WA Today

Rendering ugly old exposed brick, adding balconies, building rec rooms and other common spaces, and installing barbecues or pools to make the most of underused space are all now choices within reach for owners of Perth’s oldest blocks of units, thanks to new strata laws.

The laws also mean one grumpy owner will no longer able to prevent the rest of a group from installing solar panels on a common roof.

The most significant changes to strata in over 20 years are now law after receiving Royal Assent on Monday and the time is ripe, with strata subdivisions representing about half of all new lots created in WA.

They generate more than $10 billion of sales annually, and attempts to promote higher-density living in our sprawling city means it’s vital to maximise liveability in apartments, units, villas and townhouses.

In the past strata living has not been highly thought of by freedom-loving Perth types.

Strata companies have had duty only to maintain and repair common property, without any responsibility to consider improvements.

And previously, the law required a unanimous resolution from every single owner to install anything new on common property.

In practice, this has meant nothing has been done to update or beautify 1960s-1970s blocks now dated and ugly, and not helping the public perceptions of high-density living.

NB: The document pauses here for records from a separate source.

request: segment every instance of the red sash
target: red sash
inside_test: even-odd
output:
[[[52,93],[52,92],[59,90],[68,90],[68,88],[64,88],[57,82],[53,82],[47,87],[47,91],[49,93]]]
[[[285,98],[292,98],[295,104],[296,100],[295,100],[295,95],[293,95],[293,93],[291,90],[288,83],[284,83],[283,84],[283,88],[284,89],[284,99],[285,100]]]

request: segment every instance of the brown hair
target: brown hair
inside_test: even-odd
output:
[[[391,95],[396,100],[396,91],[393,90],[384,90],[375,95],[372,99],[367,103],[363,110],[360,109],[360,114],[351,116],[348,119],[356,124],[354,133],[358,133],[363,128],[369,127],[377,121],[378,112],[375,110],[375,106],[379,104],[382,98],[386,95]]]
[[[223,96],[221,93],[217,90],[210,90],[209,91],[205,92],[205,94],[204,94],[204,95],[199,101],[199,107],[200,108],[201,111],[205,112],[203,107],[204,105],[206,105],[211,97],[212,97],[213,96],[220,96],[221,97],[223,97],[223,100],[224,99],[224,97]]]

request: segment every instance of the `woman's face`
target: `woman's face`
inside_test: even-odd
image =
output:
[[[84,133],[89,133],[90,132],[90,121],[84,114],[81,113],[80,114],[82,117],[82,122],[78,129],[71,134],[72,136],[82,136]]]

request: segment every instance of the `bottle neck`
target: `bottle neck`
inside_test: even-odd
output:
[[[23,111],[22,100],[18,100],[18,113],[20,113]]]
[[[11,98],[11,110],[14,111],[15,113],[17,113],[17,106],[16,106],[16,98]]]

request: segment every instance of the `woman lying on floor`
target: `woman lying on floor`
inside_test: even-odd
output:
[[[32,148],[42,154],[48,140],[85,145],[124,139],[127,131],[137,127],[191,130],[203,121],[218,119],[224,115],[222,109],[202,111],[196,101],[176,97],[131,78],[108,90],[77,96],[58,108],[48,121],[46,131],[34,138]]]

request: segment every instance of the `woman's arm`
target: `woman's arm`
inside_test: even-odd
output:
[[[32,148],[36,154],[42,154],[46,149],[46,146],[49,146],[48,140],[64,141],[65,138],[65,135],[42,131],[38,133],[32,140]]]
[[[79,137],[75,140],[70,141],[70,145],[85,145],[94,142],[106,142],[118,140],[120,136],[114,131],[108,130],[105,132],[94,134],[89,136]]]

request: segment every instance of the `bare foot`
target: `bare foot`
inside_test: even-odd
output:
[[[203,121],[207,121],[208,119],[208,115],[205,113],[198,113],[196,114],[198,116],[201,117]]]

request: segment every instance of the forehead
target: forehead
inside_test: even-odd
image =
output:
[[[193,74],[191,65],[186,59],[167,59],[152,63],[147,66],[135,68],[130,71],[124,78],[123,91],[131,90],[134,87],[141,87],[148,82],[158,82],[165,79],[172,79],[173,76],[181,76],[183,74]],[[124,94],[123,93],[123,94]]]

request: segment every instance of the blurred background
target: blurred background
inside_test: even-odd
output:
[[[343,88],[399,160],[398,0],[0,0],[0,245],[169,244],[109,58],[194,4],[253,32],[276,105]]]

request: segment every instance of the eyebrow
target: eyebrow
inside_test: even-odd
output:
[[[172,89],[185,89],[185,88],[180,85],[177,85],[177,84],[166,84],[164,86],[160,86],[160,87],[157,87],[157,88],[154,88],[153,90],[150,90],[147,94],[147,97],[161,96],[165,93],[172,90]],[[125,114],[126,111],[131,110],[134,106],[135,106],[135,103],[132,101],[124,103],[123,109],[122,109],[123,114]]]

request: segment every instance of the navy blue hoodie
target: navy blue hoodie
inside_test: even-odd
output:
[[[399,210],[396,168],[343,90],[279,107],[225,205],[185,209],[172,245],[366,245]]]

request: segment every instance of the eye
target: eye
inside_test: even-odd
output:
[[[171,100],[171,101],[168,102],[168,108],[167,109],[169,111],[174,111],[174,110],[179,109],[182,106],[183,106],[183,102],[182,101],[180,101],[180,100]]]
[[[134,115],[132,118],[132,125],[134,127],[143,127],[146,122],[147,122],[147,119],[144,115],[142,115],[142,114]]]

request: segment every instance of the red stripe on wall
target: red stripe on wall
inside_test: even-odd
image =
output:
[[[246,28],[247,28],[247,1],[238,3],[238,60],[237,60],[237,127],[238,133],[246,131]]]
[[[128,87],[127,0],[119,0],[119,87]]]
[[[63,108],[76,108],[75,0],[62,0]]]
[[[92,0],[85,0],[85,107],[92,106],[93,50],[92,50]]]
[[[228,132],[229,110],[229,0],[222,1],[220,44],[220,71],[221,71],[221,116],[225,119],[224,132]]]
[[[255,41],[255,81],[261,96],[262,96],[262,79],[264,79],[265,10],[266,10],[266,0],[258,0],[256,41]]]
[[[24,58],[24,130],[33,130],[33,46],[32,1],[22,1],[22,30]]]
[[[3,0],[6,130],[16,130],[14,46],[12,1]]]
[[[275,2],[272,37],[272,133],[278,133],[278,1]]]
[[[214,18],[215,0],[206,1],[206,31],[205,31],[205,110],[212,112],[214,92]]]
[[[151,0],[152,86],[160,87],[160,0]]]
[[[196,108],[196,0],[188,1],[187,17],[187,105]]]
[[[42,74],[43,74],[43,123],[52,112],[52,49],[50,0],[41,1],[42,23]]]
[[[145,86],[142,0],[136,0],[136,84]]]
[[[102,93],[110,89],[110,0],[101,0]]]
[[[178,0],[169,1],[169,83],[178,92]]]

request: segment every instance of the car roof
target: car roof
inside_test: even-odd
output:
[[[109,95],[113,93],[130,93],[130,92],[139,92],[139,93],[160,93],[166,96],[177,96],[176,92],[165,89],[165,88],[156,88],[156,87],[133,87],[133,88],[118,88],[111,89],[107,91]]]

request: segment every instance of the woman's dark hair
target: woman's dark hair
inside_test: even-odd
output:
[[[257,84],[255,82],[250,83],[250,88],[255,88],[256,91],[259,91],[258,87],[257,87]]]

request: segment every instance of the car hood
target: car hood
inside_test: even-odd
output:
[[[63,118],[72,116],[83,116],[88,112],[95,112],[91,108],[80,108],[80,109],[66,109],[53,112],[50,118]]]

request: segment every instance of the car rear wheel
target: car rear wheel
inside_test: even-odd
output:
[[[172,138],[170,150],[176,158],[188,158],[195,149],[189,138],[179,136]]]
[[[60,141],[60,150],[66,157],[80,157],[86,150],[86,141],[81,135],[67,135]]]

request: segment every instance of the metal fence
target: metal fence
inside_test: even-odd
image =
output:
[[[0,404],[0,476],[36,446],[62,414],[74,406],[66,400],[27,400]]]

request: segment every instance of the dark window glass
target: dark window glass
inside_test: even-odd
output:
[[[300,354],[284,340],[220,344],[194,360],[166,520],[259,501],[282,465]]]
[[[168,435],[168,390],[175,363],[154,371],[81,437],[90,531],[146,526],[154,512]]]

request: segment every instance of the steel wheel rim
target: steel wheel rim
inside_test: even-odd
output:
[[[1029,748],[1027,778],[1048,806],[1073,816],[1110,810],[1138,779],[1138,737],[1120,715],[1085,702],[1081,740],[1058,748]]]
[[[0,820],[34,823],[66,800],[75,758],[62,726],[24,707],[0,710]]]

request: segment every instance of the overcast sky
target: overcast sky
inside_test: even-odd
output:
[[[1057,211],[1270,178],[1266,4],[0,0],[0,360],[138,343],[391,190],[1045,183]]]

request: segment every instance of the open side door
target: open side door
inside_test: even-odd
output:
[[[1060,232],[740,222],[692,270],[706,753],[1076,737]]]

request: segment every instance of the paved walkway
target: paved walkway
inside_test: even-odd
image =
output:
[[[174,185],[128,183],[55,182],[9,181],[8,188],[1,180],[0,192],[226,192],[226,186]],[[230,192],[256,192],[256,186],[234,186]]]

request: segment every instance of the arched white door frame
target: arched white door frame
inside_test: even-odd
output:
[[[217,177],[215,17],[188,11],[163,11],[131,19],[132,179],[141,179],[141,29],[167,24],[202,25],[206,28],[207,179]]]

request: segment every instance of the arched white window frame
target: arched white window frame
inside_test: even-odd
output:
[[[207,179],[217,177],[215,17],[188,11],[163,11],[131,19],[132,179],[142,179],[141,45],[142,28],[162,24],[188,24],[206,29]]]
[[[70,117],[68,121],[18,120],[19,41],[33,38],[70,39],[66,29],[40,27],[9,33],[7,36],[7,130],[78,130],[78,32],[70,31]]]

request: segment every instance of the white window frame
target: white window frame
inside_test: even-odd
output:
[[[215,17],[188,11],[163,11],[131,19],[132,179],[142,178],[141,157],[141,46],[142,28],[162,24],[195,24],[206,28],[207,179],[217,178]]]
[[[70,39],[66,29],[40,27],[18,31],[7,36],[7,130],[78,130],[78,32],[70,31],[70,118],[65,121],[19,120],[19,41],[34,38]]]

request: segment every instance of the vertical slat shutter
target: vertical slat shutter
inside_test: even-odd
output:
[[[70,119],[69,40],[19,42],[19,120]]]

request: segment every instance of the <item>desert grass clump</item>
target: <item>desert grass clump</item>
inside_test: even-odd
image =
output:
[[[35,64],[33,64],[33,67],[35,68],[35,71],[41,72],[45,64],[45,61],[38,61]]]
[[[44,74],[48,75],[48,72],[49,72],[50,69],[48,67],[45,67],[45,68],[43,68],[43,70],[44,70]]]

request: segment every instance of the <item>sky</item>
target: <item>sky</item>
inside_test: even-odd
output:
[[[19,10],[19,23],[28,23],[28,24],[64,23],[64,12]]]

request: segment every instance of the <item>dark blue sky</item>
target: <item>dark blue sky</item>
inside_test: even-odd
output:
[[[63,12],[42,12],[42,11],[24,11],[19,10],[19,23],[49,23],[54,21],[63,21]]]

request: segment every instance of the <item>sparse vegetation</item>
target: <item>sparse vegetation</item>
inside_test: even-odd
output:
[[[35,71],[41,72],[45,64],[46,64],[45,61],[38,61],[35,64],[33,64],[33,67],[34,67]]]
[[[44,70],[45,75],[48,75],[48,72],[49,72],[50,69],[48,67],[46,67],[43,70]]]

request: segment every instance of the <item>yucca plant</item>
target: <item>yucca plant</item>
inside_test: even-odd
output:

And it’s meant conflict and frustration as owners wanting solar panels, or even an ADSL connection crossing common property, have faced lengthy uphill battles without any guarantee of success.

One group of 100 lot owners in Subiaco has tried to put in solar panels for years but one owner, convinced solar panels cause cancer, has blocked the process.

The new laws give strata companies power to “improve or alter” common property, including with sustainability infrastructure, with only an ordinary resolution (majority vote).

Not all owners have to agree and it doesn’t even require a formal meeting. The strata company just has to give owners notice of the intention to give approval for any works or expenditure that are in in line with existing adopted budgets and spending controls. Unless more than a quarter of owners object in writing within 14 days, the strata company can go ahead.

Any temporary levy increase to build up a fund towards buying or building improvements would also need to be passed by ordinary resolution.

Urban Development Institute of Australia WA chief executive Allison Hailes said owners could now do things more easily either in groups or as individuals.

This meant not just solar panels, but possibly water-saving devices, fire sprinkler systems, or a pool, spa or even a barbecue in common areas.

People living in villas or townhouses, where the most common property tends to be driveways, parking areas and gardens, can also consider adapting these spaces for new purposes or improvements.

Strata Community Association state president Scott Bellerby said some 1960s strata schemes had essentially tied the hands of the strata companies.

They couldn’t render the buildings, or use excess land for anything. Maylands was one example, with many exposed brick apartment buildings with nothing to break up their appearance.

“They have the ability to transform them into something more modern and attractive and not have to knock them down. You can value add that way,” he said.

“The hope is some of next few years these eyesores might be transformed into more attractive places to live.”

He said one scheme his company managed along Herdsman Parade contained areas of 300-400 square metres that could now be improved with a pool or recreation room.

The owners of another exposed-brick building in Wembley were in discussions about the possibility of rendering and adding balconies.

“You do need those breakout areas … not just apartments with lobbies on the ground,” he said.

“Everyone likes to have a breakout area if they can … you can create a harmonious community within a strata scheme that can benefit people’s lives, and a space people can meet and gather.

“We’ve already formed a couple of community groups amongst our schemes.”

Owner groups stood ready to install solar panels in areas including North Fremantle, Subiaco, Belmont and Fremantle – “pretty much across Perth,” he said.

Solar panels can be owned by the strata company, or any number of owners.

If only six of 10 owners want to contribute, they can become the owners responsible. The others wouldn’t have to contribute or necessarily benefit.

They could also be owned by a third party such as a renewable energy supplier, so if the strata company wanted to do a deal for the installation, they could manage it through a third party for more flexibility and a faster turnaround.

“This provides more equity amongst the owners so that you can’t have a situation where just one resident is dictating how the balance of the owners can use and enjoy common space,” said UDIA WA’s Allison Hailes.

“As our population grows and we have a greater percentage of the population living in strata arrangements it’s important to get the rules around their operation as clear as possible and future-proof them.

“We want to encourage more people to live in apartments and multi-unit dwellings, and the fewer people have bad experiences, the more people will be attracted to living under strata.”

More information about the laws is available on the Landgate website.